On that front, context matters. The financial goalposts are shifting slightly for 2026, with the cost cap headed to $215m and more items folded under its umbrella — an effective indexation rather than newfound headroom. In other words, the sport keeps a tight leash on spending, but it isn’t getting cheaper to run at a high level. New teams, especially, need a runway.
Would Cadillac take a different path and go without a single title backer? It’s an option. McLaren proved for years that a diversified, multi-partner model can work just fine, spreading risk and avoiding an overreliance on one logo. But landing a title sponsor does two things a newcomer can’t buy: it stamps credibility on day one and telegraphs that the project is more than a marketing exercise. It says somebody with a big balance sheet has kicked the tires and likes what they see.
The $70m question, then: is the ask realistic? If you’re selling pure on-track performance, probably not on year one. If you’re selling the global heft of General Motors, the scale of Cadillac, the opening of F1’s 11th team and the pent-up brand demand around the series, it starts to pencil. The top teams monetize wins. Cadillac is trying to monetize a narrative — GM’s arrival, a clean-sheet team and the promise of what that can become.
Behind the scenes, Lowdon and Towriss are doing what every successful modern F1 program does: building a commercial machine that can keep pace with the technical one.

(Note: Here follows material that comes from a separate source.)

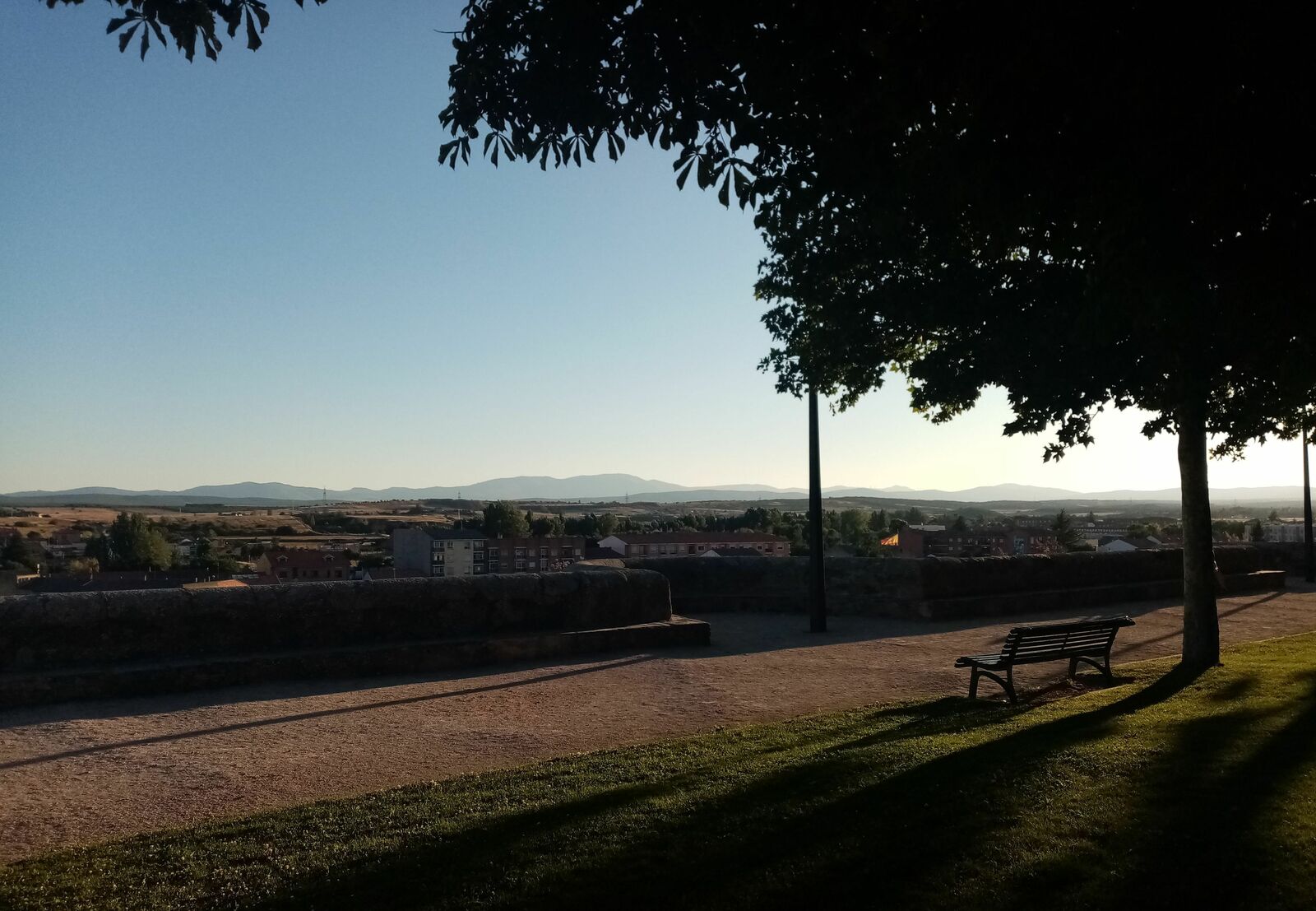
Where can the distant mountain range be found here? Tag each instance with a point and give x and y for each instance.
(609, 487)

The market will decide if the title slot clears at $55m, $70m or not at all. But make no mistake, this is a statement play. If they land it, Cadillac walks into 2026 with a headline partner and a balance sheet that looks suspiciously like a front-runner’s.
And if they don’t? Expect a deep roster of premium and team partners to fill the livery anyway. Either way, the message has been sent: Cadillac isn’t easing into Formula 1 — it’s arriving like it belongs.